O empresário é réu em processo que está sendo julgado pela Justiça Federal do Rio de Janeiro e teve bloqueados todos os seus ativos financeiros e bens no país. Somente em contas bancárias foram retidos mais de R$ 117 milhões. Foram apreendidos até mesmo a Lamborghini e o piano que decoravam a sala da casa do empresário.

Eike é acusado de manipulação ao vender ações sem antes informar os investidores sobre a situação negativa das empresas e de uso indevido de informação privilegiada ("insider trading"). Se condenado, a pena mínima pode chegar a seis anos de prisão.

Das 6 empresas "X" de capital aberto criadas por Eike, 3 delas já mudaram de nome e perderam o “X” na tentativa de se afastar da imagem do fundador e 4 delas se encontram em processo de recuperação judicial para tentar evitar a falência e garantir a continuidade das operações.

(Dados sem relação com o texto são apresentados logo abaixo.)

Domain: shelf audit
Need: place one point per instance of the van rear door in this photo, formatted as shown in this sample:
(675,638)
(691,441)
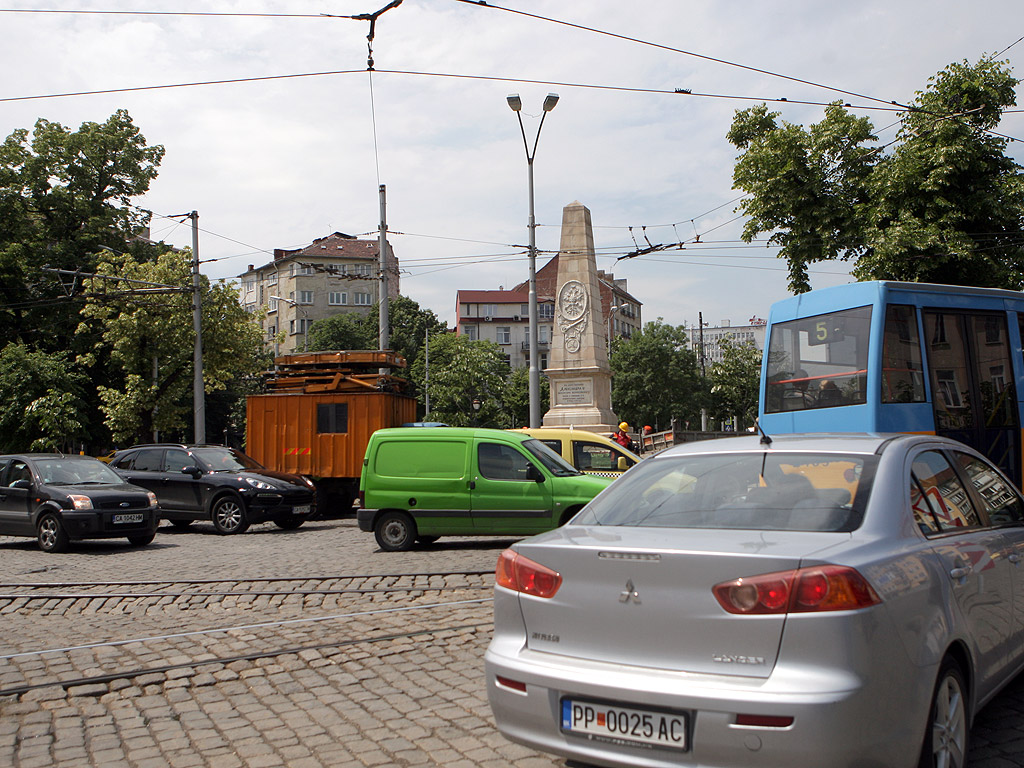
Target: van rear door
(506,497)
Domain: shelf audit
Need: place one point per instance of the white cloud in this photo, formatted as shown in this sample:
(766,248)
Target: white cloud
(278,163)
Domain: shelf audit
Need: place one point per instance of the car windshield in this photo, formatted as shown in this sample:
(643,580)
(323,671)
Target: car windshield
(759,491)
(73,471)
(551,461)
(224,459)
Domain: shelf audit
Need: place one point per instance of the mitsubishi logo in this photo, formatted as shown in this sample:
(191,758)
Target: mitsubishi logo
(630,594)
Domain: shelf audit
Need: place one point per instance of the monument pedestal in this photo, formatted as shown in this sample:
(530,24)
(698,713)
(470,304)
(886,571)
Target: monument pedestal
(579,371)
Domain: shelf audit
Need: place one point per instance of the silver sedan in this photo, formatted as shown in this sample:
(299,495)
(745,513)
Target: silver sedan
(808,601)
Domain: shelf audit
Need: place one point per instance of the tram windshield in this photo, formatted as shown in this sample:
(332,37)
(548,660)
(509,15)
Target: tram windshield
(818,361)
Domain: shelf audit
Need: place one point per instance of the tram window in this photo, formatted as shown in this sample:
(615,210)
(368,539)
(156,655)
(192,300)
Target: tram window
(902,380)
(819,361)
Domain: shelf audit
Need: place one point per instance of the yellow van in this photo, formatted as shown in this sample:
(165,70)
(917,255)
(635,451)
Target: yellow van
(590,453)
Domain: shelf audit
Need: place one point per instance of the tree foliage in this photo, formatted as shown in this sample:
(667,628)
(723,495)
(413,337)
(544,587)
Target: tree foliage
(735,383)
(945,205)
(65,197)
(655,377)
(151,340)
(43,407)
(462,371)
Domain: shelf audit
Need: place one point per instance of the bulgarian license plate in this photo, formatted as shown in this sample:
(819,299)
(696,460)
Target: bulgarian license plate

Altamente endividadas, com ativos desmantelados e arrestados, operando no prejuízo ou nem sequer saídas da fase pré-operacional, as principais empresas do império de commodities criados por Eike “derreteram” e hoje é difícil saber se terão algum futuro.

De um valor de mercado que chegou a somar quase R$ 100 bilhões em 2010, Ogpar (ex-OGX), OSX, MPX (atual Eneva), MMX, Prumo (ex-LLX) e CCX valiam, juntas, no final de 2014 pouco mais de R$ 2,5 bilhões.

Eike permanece como acionista nas 6 empresas, em alguns casos ainda como controlador. Mas como as empresas estão em processo de renegociação de dívidas com credores ou em reestruturação, sua fatia nas companhias deverá ser reduzida a uma participação mínima.

Dos outros negócios criados por Eike, vários foram desfeitos totalmente para pagar dívidas do grupo e outros simplesmente deixaram de existir.

Confira a seguir a situação de cada uma das empresas que formavam o império X e a fatia que Eike ainda detém de cada uma delas:

Ogpar (ex-OGX), óleo e gás
Em recuperação judicial
Participação de Eike: 14%
Dívida estimada: R$ 11,2 bilhões
Situação: operante, mas foi obrigada a devolver 8 blocos exploratórios à União

OSX, indústria naval
Em recuperação judicial
Participação de Eike: 66,02%
Dívida estimada: R$ 5 bilhões
Situação: Navios-plataforma foram apreendidos para pagamento de credores

Eneva (ex-MPX), energia
Pediu recuperação judicial em dezembro de 2014
Participação de Eike: 20%
Dívida estimada: R$ 2,33 bilhões
Situação: Controle foi vendido ao grupo alemão E.ON)

MMX, mineração – 57,42%
Em recuperação judicial
Participação de Eike: 57,42%
Dívida estimada: mais de R$ 400 milhões
Situação: 65% do Porto Sudeste (principal ativo da empresa) foi vendido para as companhias Impala e Mubadala

Prumo (ex-LLX), logística portuária – 10,44%
Participação de Eike: 10,44%
Dívida estimada: R$ 2,52 bilhões
Situação: Responsável pela construção do Porto do Açu (RJ). Controle da empresa foi adquirido pelo grupo norte-americano EIG

CCX - mineração de carvão na Colômbia
Empresa em fase pré-operacional, sem receitas
Participação de Eike: 61,66%
Situação: Eike fechou acordo de venda dos principais ativos à turca Yildirim por US$ 125 milhões, mas operação ainda não foi concluída

Rex, imóveis
Participação de Eike: não informada
Situação: Hotel Glória foi vendido ao grupo suíço Acron por cerca de R$ 260 milhões, mas Eike fechou um outro acordo para participar do desenvolvimento do empreendimento.

Mr Lam, restaurante
Parceria de Eike com Mr.Lam
Continua em funcionamento

IMX, entretenimento
Participação de Eike: 0%
Fatia de Eike na empresa foi adquirida pelo fundo Mubadala, de Abu Dhabi

Aux, ouro
Participação de Eike: 0%
Mineradora foi vendida ao fundo Mubadala, de Abu Dhabi, por cerca de US$ 400 milhões

SIX, tecnologia
Participação de Eike: 0%
Eike vendeu a fatia de 33% que tinha na fábrica de chips ao grupo argentino Corporación América por valor não informado

Marina da Glória
Participação de Eike: 0%
Concessão do porto privado foi vendida à BR Marinas

RJX, esporte
Participação de Eike: 0%
Contrato de patrocínio de time de voleibol masculino foi rompido. Com a saída do grupo de Eike, equipe campeã da Superliga passou a chamar apenas RJ.

Pink Fleet - fora de operação
Iate teria sido desmanchado e vendido como sucata

NRX Newrest - sem informações
Parceria com o Grupo Newrest para atuação no mercado de catering não saiu do papel.